Case-specific parameters:

Population = 800000;
y = 70000;
t = 350;
f = 3000;
ta = 250;
fa = 1000;
ra = 45000;

Running the model:

Lu[u_] := (solution = 
    FindRoot[{r[xbar, y, t, ta, f, fa, u] - ra == 0}, {xbar, 10}, 
     AccuracyGoal -> 1]; xbar /. solution);

fu[u_] := N[L[Evaluate[Lu[u]], y, t, ta, f, fa, u] - Population];

findRoot[fun_, lower_, upper_, eps_] := 
  Module[{ul = lower, uh = upper, count = 0}, 
   While[And[Abs[fun[ul]] > eps, count < 1000], 
    If[fun[(uh + ul)/2] > 0, ul = (uh + ul)/2, uh = (uh + ul)/2]; 
    count = count + 1]; Print["Iterations: ", count,
    " Population: ", Population, " people",
    " utility: ", N[ul],
    " City boundary (xbar): ", Lu[N[ul]], " km",
    " Average house price (pbar): ", 
    pbar[Lu[N[ul]], y, t, ta, f, fa, N[ul], Population], " euros",
    " Price at 5 km from the centre p(5): ", 
    p[5, y, t, ta, f, fa, N[ul]]/30000, " euros",
    " Price at 10 km from the centre p(10): ", 
    p[10, y, t, ta, f, fa, N[ul]]/30000, " euros",
    " Average density: ", 2*Population/(\[Theta]*Lu[N[ul]]^2), 
    " people per ?",
    " Average floor to area ratio hbar: ", 
    hbar[Lu[N[ul]], y, t, ta, f, fa, N[ul], Population],
    " Density at 5 km from the centre Density(5): ", 
    Density[5, y, t, ta, f, fa, N[ul]], " people per ?",
    " Density at 20 km from the centre Density(20): ", 
    Density[20, y, t, ta, f, fa, N[ul]], " people per ?",
    " Average distance to the centre xhat: ", 
    xhat[Lu[N[ul]], y, t, ta, f, fa, N[ul], Population], " km",
    " Tax revenue from transport: ", 
    rev[Lu[N[ul]], y, t, ta, f, fa, N[ul], Population], " euros", 
    Plot[{Density[x, y, t, ta, f, fa, N[ul]]}, {x, 0, Lu[N[ul]]}]]]; 
findRoot[fu, 3000, 10000, 1];

After running this (which took a whole night), all values were at an extreme, that didn't make sense.

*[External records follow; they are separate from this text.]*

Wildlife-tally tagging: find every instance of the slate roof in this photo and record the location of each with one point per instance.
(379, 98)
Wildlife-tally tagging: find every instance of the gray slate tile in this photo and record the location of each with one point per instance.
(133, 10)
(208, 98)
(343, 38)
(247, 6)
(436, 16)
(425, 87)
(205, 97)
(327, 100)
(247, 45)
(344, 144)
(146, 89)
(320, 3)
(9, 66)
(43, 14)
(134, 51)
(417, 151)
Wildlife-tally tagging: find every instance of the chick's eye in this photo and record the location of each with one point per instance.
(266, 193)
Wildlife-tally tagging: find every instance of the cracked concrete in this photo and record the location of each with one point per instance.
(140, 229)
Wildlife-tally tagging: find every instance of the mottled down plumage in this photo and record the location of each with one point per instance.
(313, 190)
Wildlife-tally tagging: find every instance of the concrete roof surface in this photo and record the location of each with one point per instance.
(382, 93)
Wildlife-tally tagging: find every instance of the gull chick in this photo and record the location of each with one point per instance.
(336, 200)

I am not sure how that happened, but I was hoping I could get some help figuring out.

I think the answer lies in p and q functions if that helps anything. It worked fine before I changed those, but is it just too much for my computer to handle and should I increase the iterations or is there something I'm not seeing. Any help would be greatly appreciated.